Dated: April 12, 2005 /s/ MURRAY J. DEMO
Murray J. Demo
Senior Vice President and
Chief Financial Officer
48
EXHIBIT 32.1
CERTIFICATION PURSUANT TO
RULE 13a-14(b) OF THE SECURITIES EXCHANGE ACT OF 1934
AND 18 U.S.C. SECTION 1350
In connection with the Quarterly Report of Adobe Systems Incorporated (the “Registrant”) on Form 10-Q
for the quarterly period ended March 4, 2005 as filed with the Securities and Exchange Commission on the
date hereof (the “Report”), I, Bruce R. Chizen, Chief Executive Officer of the Registrant, certify, in
accordance with Rule 13a-14(b) of the Securities Exchange Act of 1934 and 18 U.S.C. Section 1350, that
to the best of my knowledge:
(1) The Report, to which this certification is attached as Exhibit 32.1, fully complies with the
requirements of section 13(a) of the Securities Exchange Act of 1934; and
(2) The information contained in the Report fairly presents, in all material respects, the financial
condition and results of operations of the Registrant.
Dated: April 12, 2005 /s/ BRUCE R. CHIZEN
Bruce R. Chizen
Chief Executive Officer
A signed original of this written statement required by Rule 13a-14(b) of the Securities Exchange Act of
1934 and 18 U.S.C. Section 1350 has been provided to the Registrant and will be retained by the
Registrant and furnished to the Securities and Exchange Commission or its staff upon request.
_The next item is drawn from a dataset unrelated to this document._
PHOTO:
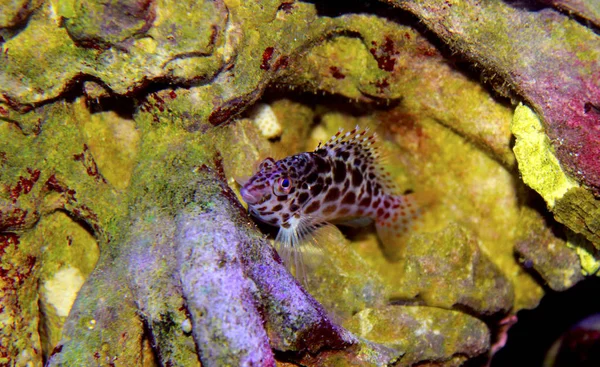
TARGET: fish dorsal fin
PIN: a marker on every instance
(364, 144)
This certification accompanies the Form 10-Q to which it relates, is not deemed filed with the Securities
and Exchange Commission and is not to be incorporated by reference into any filing of the Registrant
under the Securities Act of 1933 or the Securities Exchange Act of 1934 (whether made before or after the
date of the Form 10-Q), irrespective of any general incorporation language contained in such filing.
EXHIBIT 32.2
CERTIFICATION PURSUANT TO
RULE 13a-14(b) OF THE SECURITIES EXCHANGE ACT OF 1934
AND 18 U.S.C. SECTION 1350
In connection with the Quarterly Report of Adobe Systems Incorporated (the “Registrant”) on Form 10-Q
for the quarterly period ended March 4, 2005 as filed with the Securities and Exchange Commission on the
date hereof (the “Report”), I, Murray J. Demo, Senior Vice President and Chief Financial Officer of the
Registrant, certify, in accordance with Rule 13a-14(b) of the Securities Exchange Act of 1934 and 18
U.S.C. Section 1350, that to the best of my knowledge:
(1) The Report, to which this certification is attached as Exhibit 32.2, fully complies with the
requirements of section 13(a) of the Securities Exchange Act of 1934; and
(2) The information contained in the Report fairly presents, in all material respects, the financial
condition and results of operations of the Registrant.
Dated: April 12, 2005 /s/ MURRAY J. DEMO
Murray J. Demo
Senior Vice President and
Chief Financial Officer
A signed original of this written statement required by Rule 13a-14(b) of the Securities Exchange Act of
1934 and 18 U.S.C. Section 1350 has been provided to the Registrant and will be retained by the
Registrant and furnished to the Securities and Exchange Commission or its staff upon request.
This certification accompanies the Form 10-Q to which it relates, is not deemed filed with the Securities
and Exchange Commission and is not to be incorporated by reference into any filing of the Registrant
under the Securities Act of 1933 or the Securities Exchange Act of 1934 (whether made before or after the
date of the Form 10-Q), irrespective of any general incorporation language contained in such filing.